본문 바로가기

DB/PostgreSQL

[psycopg2] Exploring Postgres Database Internals

1. Exploring Internal tables

1.1 Check whole table in database

Inside Postgres engine, there is a set of internal tables used to manage the overall structue of the database. These tables are located inside the information_schema or system catalogs table set. The table includes information on data, the name of the table, and the type stored in the database.

 

For example, cursor.description is an attribute that retrieves information from an internal table. The system schema of the pg_catalog contains all the information about the table in the database. The pg_tables table typically provides the following information.

 

Name Type Description
schemaname name The name of schema containing table
tablename name The name of table
tableowner name The name of table's owner

 

import psycopg2
conn = psycopg2.connect(dbname="hud", user="hud_admin", password="hud_pwd") 
cursor = conn.cursor() 

cursor.execute("SELECT tablename FROM pg_catalog.pg_tables ORDER BY tablename;")
table_names = cursor.fetchall() 

print(f"The number of tables in database : {len(table_names)}")

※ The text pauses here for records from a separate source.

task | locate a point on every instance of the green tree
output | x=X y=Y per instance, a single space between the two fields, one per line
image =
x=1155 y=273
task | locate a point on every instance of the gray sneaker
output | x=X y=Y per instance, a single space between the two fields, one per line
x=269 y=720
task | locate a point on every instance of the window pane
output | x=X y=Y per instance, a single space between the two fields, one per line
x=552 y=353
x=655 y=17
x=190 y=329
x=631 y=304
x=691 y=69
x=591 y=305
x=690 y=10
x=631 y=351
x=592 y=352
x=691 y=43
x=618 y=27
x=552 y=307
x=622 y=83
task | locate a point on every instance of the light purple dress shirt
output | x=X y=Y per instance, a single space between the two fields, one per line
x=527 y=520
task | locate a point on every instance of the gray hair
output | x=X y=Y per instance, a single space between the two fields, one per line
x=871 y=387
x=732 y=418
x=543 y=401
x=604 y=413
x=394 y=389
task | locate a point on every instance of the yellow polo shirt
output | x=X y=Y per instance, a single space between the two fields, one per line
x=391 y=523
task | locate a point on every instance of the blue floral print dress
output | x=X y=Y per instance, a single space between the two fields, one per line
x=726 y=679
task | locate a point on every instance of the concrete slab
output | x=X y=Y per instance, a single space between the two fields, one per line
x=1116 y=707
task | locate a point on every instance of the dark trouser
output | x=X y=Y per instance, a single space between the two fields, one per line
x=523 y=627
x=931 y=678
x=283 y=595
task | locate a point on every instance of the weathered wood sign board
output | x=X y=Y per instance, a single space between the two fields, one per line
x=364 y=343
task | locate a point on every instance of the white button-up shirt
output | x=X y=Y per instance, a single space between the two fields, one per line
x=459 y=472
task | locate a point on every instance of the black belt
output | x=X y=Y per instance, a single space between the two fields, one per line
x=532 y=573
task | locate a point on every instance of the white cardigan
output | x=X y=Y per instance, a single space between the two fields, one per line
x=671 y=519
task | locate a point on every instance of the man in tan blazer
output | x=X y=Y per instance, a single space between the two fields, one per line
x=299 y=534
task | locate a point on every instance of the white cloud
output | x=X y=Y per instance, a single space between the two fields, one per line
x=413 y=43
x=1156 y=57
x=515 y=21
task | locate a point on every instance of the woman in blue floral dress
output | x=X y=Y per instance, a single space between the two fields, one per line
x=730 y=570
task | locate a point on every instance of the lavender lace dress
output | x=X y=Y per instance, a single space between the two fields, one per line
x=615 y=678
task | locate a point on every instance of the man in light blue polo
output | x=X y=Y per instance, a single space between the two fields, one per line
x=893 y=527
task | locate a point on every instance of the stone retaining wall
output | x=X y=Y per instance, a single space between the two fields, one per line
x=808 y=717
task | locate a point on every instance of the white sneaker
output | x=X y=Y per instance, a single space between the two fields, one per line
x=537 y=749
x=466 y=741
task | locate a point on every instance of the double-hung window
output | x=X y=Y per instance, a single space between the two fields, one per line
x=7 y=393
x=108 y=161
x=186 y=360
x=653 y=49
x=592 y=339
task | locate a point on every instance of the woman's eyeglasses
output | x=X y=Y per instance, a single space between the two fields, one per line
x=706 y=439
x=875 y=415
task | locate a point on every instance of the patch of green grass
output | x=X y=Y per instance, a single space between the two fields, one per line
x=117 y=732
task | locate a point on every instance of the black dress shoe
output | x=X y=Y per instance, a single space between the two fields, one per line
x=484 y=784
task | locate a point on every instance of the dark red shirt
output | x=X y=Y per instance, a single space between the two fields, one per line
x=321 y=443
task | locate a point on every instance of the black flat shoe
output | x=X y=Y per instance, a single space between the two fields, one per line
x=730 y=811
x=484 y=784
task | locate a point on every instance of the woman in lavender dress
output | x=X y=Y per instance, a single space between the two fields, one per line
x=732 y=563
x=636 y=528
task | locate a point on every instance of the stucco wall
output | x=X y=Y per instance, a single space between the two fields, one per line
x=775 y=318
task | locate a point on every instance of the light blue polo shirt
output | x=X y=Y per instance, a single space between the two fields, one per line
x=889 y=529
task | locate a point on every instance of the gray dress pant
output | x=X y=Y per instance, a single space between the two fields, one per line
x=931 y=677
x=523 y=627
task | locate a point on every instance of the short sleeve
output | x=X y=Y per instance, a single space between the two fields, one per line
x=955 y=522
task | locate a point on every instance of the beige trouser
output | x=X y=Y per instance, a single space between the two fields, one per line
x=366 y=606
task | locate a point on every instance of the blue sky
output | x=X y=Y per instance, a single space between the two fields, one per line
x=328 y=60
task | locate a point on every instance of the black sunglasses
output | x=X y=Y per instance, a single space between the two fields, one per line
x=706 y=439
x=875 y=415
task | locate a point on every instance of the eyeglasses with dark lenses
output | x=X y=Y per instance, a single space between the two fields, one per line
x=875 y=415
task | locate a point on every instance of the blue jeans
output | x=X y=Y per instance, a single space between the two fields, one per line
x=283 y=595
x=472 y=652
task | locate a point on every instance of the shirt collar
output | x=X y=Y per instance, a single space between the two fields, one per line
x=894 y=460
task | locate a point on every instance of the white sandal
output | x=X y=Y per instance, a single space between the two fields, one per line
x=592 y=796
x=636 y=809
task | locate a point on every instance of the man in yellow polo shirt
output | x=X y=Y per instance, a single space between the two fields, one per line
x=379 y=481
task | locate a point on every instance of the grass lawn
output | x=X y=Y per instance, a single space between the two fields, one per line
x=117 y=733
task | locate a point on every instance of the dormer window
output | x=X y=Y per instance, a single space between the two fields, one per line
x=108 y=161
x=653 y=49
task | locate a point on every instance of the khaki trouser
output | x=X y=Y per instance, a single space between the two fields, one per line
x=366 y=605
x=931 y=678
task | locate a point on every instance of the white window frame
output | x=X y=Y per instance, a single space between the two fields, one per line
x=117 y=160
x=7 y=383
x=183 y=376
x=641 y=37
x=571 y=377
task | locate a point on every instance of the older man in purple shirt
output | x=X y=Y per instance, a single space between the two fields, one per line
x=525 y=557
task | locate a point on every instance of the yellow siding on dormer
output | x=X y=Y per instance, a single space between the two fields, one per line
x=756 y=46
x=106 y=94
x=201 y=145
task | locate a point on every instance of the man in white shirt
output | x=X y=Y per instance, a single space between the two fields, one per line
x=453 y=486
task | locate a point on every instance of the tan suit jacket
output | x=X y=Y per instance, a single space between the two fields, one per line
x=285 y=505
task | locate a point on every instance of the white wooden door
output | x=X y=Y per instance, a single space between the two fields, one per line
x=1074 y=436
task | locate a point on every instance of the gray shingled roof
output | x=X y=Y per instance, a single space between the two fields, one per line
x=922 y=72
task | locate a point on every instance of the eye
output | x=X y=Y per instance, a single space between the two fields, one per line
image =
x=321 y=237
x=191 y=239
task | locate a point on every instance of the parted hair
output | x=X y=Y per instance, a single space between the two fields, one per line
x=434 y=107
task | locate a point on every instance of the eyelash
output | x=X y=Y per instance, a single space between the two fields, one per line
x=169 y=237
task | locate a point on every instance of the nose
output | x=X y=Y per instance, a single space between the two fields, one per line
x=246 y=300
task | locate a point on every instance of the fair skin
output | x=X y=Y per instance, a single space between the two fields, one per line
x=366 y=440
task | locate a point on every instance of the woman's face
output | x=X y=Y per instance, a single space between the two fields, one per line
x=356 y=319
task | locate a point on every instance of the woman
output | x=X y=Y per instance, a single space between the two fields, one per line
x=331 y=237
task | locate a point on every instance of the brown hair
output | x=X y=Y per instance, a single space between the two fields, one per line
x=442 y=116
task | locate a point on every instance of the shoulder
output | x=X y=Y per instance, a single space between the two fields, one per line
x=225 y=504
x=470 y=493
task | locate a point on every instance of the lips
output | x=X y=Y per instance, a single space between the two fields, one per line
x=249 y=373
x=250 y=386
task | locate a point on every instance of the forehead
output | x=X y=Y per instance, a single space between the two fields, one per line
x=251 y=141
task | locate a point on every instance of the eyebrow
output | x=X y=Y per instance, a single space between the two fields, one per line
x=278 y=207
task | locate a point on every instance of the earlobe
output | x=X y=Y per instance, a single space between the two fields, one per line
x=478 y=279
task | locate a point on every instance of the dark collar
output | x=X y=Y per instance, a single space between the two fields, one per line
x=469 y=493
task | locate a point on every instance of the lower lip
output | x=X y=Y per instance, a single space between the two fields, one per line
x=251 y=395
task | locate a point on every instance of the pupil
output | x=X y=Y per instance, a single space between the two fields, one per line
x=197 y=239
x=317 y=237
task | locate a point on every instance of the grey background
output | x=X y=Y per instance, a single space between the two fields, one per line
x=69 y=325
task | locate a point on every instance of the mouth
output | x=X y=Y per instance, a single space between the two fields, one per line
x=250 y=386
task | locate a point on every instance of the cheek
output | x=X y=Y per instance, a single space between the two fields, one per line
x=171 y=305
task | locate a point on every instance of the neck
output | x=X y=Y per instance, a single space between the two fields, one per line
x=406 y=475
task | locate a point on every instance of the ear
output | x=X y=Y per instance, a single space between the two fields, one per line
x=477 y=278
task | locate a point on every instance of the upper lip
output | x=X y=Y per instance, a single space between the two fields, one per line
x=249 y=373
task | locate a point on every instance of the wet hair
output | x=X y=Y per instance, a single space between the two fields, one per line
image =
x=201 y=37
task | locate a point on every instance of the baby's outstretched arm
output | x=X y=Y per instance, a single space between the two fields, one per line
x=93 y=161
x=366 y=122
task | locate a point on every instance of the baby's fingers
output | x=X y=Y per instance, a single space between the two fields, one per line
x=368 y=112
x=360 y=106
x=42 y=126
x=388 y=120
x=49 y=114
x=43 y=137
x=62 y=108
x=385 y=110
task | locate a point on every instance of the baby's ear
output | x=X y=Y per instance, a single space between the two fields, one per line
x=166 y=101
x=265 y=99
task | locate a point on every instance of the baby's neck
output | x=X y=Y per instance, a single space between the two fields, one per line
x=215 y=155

for table in table_names: 
    print(table)

 

1.2 Check table in public schema

Postgres divides the internal table into three schemas. 

 

  • pg_catalog : system catalog tables
  • information_schema : information catalog tables
  • public : default schema for user created tables

 

The table generated by the user through the CREATE TABLE command statement is automatically assigned to the puclic schema. Therefore, to find the table name according to the type inside the pg_tables, use pg_catalog.pg_tables. 

 

import psycopg2
conn = psycopg2.connect(dbname="hud", user="hud_admin", password="hud_pwd") 
cursor = conn.cursor() 

cursor.execute("""
    SELECT tablename 
      FROM pg_catalog.pg_tables 
     WHERE schemaname NOT IN ('pg_catalog', 'information_schema') 
     ORDER BY tablename; 
""")

table_names = fursor.fetchall() 
print(f"The number of table user created : {table_names}")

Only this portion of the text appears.